Friday, April 22, 2011

37. Just another pothole

Life has it's potholes. Sometimes they are pretty insignificant and it doesn't matter whether you hit drive through it or go around. Sometimes they are significant enough to wish you hadn't gone through it. And sometimes you meet the mother of all potholes with her big pot belly right in the middle of the road, the same road you drive every day, and somehow you never noticed it, or if you did, it's significance didn't register in the "what to avoid" section of the brain, and you are plowing down the road, kind of wishing you were at home so you could finish the song inspiration that just flew in 10 minutes before you had to get in the car and you hit that mother of a pothole head on at 35 unapologetic miles per hour and just as you feel the impact, you know that your tire is doomed. And even though your car has "run flat" tires (you can drive slowly on them when flat), the tire is SO flat that you don't really believe that driving on the tire is a good thing.

Let's dissect this little acne-dote (yes, i'm mixing metaphors here - pimples and potholes, mere blips - one on the surface of your skin, the other on the surface of Mother Earth's skin).

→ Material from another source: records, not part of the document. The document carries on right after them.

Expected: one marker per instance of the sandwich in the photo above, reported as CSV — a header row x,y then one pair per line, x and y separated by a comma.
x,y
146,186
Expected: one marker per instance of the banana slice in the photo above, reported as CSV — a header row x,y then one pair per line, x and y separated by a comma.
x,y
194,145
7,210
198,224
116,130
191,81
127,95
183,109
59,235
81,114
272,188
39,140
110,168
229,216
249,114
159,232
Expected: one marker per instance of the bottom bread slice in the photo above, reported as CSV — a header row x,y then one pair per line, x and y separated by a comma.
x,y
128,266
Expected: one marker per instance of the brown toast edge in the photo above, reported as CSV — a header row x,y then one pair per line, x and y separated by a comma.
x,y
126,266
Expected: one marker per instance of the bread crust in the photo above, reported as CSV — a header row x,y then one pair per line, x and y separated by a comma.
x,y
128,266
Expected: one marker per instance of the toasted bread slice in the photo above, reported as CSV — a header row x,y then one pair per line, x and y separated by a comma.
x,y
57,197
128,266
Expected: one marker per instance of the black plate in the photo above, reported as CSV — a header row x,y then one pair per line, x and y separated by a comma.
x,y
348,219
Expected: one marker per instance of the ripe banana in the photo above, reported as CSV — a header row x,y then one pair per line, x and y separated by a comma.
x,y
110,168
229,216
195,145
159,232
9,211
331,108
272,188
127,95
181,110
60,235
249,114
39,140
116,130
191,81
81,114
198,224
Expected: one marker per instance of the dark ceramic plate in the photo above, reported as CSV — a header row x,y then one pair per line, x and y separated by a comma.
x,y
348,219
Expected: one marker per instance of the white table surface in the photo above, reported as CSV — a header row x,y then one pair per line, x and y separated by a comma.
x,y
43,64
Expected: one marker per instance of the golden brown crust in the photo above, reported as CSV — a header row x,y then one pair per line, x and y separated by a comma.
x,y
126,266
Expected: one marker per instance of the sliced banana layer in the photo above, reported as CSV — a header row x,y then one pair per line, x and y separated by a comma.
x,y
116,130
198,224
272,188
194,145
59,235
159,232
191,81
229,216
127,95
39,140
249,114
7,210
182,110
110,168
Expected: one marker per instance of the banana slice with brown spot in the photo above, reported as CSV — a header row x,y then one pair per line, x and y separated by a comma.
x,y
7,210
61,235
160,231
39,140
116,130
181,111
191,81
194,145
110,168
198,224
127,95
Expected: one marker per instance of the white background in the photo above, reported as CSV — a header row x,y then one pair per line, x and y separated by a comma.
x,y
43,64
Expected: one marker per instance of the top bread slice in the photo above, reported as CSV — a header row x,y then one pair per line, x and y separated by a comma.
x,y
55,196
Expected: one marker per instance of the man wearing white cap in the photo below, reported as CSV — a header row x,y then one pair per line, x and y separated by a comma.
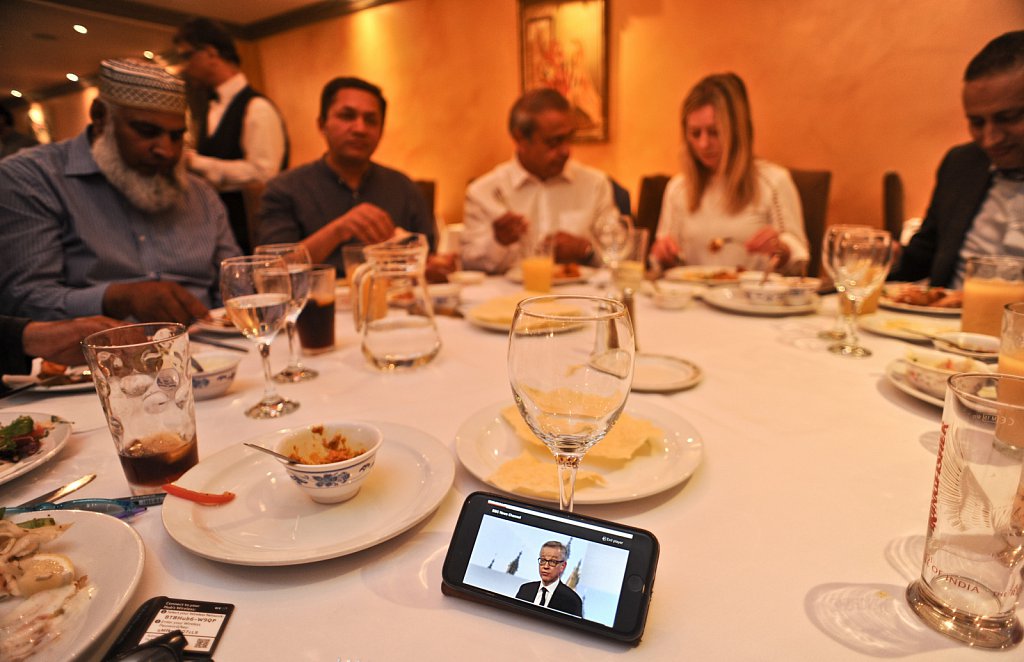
x,y
109,222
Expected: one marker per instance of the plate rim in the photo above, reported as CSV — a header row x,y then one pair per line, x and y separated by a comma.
x,y
897,377
692,453
83,642
175,512
695,379
23,467
715,297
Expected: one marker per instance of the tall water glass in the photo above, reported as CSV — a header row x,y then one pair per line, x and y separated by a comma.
x,y
257,294
141,375
860,259
299,265
570,368
973,569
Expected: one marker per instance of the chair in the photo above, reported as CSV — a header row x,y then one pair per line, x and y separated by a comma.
x,y
649,203
812,185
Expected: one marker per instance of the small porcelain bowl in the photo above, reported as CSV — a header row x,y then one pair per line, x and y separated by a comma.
x,y
338,481
769,293
928,370
218,373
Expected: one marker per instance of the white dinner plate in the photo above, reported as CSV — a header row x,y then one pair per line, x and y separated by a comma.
x,y
221,323
705,275
896,374
896,326
657,373
272,523
515,275
112,555
49,446
733,300
484,442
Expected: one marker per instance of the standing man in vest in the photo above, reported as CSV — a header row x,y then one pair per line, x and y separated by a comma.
x,y
240,136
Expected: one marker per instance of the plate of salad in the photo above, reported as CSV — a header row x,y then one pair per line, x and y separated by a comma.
x,y
28,440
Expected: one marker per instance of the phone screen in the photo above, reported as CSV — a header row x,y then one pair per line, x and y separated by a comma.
x,y
588,569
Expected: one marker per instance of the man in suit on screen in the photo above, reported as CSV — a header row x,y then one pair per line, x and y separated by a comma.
x,y
550,591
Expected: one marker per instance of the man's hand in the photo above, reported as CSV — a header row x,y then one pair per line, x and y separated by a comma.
x,y
571,248
509,228
366,222
153,301
61,341
666,251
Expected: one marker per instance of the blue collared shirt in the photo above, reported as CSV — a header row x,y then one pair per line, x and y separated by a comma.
x,y
67,234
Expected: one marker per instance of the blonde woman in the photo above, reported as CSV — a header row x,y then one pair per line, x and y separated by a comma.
x,y
728,208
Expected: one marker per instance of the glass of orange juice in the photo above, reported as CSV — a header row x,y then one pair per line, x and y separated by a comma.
x,y
990,283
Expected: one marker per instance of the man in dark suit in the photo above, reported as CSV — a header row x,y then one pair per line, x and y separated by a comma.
x,y
979,184
550,591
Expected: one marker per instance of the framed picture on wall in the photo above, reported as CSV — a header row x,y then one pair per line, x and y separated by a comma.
x,y
563,44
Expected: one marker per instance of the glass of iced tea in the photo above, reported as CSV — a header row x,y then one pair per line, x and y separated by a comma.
x,y
141,374
315,323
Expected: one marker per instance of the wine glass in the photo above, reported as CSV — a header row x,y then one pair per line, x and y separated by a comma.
x,y
570,367
299,269
257,293
860,259
838,332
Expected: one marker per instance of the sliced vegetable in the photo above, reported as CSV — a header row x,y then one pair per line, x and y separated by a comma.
x,y
203,498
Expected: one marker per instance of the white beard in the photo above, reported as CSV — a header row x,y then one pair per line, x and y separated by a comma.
x,y
152,194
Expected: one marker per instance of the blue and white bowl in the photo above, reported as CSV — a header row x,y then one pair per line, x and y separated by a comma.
x,y
338,481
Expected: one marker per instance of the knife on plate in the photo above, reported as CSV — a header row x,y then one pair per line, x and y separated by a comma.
x,y
53,495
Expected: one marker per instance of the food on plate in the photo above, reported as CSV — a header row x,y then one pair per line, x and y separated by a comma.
x,y
627,438
48,598
22,438
526,474
936,297
203,498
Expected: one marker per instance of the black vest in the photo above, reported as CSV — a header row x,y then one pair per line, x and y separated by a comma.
x,y
226,143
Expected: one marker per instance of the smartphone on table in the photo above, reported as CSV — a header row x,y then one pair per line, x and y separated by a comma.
x,y
585,573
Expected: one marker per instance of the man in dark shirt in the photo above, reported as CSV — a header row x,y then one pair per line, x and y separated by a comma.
x,y
344,198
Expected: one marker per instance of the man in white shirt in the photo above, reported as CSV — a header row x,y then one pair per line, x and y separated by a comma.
x,y
539,194
550,591
240,137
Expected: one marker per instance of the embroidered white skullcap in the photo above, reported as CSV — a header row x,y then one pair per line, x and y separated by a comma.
x,y
135,83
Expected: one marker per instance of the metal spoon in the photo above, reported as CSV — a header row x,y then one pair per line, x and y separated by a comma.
x,y
278,455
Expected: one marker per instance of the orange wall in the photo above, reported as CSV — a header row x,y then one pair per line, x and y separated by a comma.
x,y
855,87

Why this pothole now? Why hadn't you seen it before, or if you did, why did you not pay attention to it, or at least give it a thought such as "boy, I sure want to avoid that mother of a pothole." It's life. Most of the time, and I'll bet all of the time, the clues are right in front of our nose, but somehow we don't see them. We don't even acknowledge the possibility of their existence. And eventually, that part of us inside that needs us to see that pothole, will guide your car right smack dab in the middle of it. Makes quite an impression. Yes indeedy.

The interesting thing here, is how did I manage to miss that pothole every other day? I mean, it was big! HUGE! Wildlife could live there -- ok, maybe a few frogs.  What road had I been driving, or gliding over, so that I never even thought that such a hole existed? So the pothole steps up and shakes me, literally, out of my trajectory. The road that is everyday traveled turns mystically into the road never before traveled.

Regardless of how I could be so oblivious, it's just a pothole. And now I'm awake instead of sleeping at the wheel.